Hi guys,
I tried to construct a waveform with more than 6000 points. the program is like:
arg.h . . int xdata wave[6000] . . main(){ . . for...{ wave[i]=i*10; . } .
it passed the compiling and linking. it showed that xdata=12131. but when i ran the program, it's actually showing a messed up waveform. it only works correctly when i reduced the size of the wave[] to 4000, which makes xdata=8131.
i m using version 7.2, and the xram on the board is 128k. i think it's something missing in the program but couldnt figure it out yet since i m just a beginner of mcu programing in c. any suggestion? i really appreciate it.
is there anything to do with the 8k issue i just read
No. That's quite a different issue. For starters, your array is not an initialized variable.

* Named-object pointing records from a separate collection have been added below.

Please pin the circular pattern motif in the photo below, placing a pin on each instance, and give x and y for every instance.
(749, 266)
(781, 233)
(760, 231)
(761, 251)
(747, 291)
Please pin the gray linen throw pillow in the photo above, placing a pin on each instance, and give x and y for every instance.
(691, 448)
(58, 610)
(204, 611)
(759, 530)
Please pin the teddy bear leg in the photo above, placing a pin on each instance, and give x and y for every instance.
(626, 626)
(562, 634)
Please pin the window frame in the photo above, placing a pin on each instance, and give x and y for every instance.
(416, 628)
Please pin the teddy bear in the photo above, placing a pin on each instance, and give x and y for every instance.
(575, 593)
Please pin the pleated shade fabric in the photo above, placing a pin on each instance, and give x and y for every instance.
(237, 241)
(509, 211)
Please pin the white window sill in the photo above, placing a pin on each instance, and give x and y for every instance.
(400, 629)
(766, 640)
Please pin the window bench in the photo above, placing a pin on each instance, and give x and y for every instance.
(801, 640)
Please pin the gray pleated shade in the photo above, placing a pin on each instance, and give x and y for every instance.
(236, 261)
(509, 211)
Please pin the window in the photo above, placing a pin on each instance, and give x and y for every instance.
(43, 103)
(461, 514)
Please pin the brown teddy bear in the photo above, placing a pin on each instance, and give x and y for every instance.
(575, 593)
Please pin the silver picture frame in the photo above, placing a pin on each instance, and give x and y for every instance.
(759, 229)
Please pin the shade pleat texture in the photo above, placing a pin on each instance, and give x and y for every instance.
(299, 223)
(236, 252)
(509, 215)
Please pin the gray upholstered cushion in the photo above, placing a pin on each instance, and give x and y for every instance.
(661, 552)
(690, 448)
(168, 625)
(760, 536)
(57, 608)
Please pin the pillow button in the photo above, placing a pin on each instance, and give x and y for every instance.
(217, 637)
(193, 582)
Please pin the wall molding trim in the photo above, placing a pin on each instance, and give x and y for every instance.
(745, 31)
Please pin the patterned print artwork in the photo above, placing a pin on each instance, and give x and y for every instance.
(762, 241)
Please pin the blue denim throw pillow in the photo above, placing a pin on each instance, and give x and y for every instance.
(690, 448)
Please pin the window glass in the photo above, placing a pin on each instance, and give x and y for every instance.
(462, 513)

thanks for the advice. i dont have a simulator. and i dont think it's the banking problem either. I changed the compile option to fixed the variables order. It actually allow the program doing what it's supposed to do with the wave[] as large as 32000, except any point higher than index 4000, goes back to the value of index 0, which makes me think it might be related to that '8k' problem.
A standard 8051 cannot directly address 128K - so this must mean that you have some kind of banking arrangement?
Are you certain that your banking is working correctly - and that it doesn't have any issues related to 8K boundaries...?
If it does, that suggests that there's an issue with your hardware;
If it doesn't, then there's something more fundamental...
Thank you! but that was a bad example, because even I changed it to:
unsigned int xdata wave[6000]
main(){ . wave[i]=10; . .
I still have the same problem if the size is more than 4000. is there anything to do with the 8k issue i just read http://www.keil.com/support/docs/2177.htm ?
i=5999 -> 10*i = 59990. Max integer size is 32767. See any problem?